[Latest NEXRAD radar image of the Northeast US; courtesy University of Wisconsin]
Bands of heavy rain have pushed into the DC metro region and are on the doorstep of Philly as an unusually strong upper level trough of low pressure heads southeastward towards the Mid-Atlantic region. The heavy rain bands have prompted flash flood watches and warnings to be issued by the National Weather Service in the DC metro region and they very likely will be extended up the I-95 corridor as the day progresses (at least they should be). While the New York City metro region could receive heavy rainfall by late today, it is more likely in the overnight hours as an occluded frontal system and secondary low pressure system head that way. All of the big city metro regions in the Mid-Atlantic from DC-to-Baltimore-to-Philly-to-New York City have the potential to receive as much as 5 inches of rain by the time all is said and done from this vigorous weather system.
One of the interesting aspects of this unfolding weather event is the chill in the air for mid-August. A cool ocean flow of air has developed ahead of the developing low pressure system and that combined with cloud cover has kept temperatures way below normal for this time of year. Temperatures at the noon hour were 69 degrees at Dulles Airport in Virginia, 74 degrees at Reagan National Airport (DC) and only 77 degrees in Central Park, NY.

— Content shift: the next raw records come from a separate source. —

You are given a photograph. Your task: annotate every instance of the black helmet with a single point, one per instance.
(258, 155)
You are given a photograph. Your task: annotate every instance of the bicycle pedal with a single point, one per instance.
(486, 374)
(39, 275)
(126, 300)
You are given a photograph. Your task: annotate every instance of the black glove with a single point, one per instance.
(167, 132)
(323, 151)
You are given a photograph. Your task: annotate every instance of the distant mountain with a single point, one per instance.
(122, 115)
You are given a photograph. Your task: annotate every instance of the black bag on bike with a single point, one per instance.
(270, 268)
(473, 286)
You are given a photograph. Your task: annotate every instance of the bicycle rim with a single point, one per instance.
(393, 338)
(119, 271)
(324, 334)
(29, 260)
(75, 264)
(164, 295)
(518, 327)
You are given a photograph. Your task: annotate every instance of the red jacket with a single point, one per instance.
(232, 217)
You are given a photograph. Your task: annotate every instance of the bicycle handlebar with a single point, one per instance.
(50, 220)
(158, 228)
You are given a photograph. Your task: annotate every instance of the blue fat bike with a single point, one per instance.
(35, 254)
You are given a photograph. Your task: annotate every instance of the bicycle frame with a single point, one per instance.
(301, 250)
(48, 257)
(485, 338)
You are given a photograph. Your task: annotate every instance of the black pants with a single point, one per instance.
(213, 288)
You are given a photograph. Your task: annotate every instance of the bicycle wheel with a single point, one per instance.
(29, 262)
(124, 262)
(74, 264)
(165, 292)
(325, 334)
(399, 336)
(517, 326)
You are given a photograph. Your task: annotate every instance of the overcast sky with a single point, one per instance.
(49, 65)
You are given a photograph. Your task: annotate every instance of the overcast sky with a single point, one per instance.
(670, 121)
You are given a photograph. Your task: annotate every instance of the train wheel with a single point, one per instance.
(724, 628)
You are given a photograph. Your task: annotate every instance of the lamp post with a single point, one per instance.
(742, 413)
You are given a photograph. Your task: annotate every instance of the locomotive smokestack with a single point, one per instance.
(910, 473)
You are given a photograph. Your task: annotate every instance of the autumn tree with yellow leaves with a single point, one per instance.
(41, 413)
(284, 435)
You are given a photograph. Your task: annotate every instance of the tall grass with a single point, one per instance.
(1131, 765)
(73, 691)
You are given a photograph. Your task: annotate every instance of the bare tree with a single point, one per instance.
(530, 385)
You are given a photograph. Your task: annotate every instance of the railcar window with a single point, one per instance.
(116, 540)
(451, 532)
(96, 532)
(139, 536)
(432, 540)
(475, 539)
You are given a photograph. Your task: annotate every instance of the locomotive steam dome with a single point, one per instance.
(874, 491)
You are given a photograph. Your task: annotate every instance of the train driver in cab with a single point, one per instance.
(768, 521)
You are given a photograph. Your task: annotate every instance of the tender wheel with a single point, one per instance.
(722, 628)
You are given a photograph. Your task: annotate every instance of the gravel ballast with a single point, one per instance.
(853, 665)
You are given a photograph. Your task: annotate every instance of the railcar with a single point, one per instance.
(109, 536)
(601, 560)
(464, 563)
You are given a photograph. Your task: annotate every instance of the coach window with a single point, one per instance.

Warmer air is, in fact, trying to advance from the south and this process will increase the risk for severe storms later today and early tonight; especially, in the region between DC and Philly. It remains to be seen if any of the I-95 corridor region breaks into the "wwarm sector" air mass and experiences a surge in temperatures. The best chance for that to happen would be from the DC metro region to the Delmarva Peninsula. The heavy rain will not continue unabated through the day in the I-95 corridor. In fact, there is very likely to be a break in the action between today’s heavy rain and tonight’s heavy rain.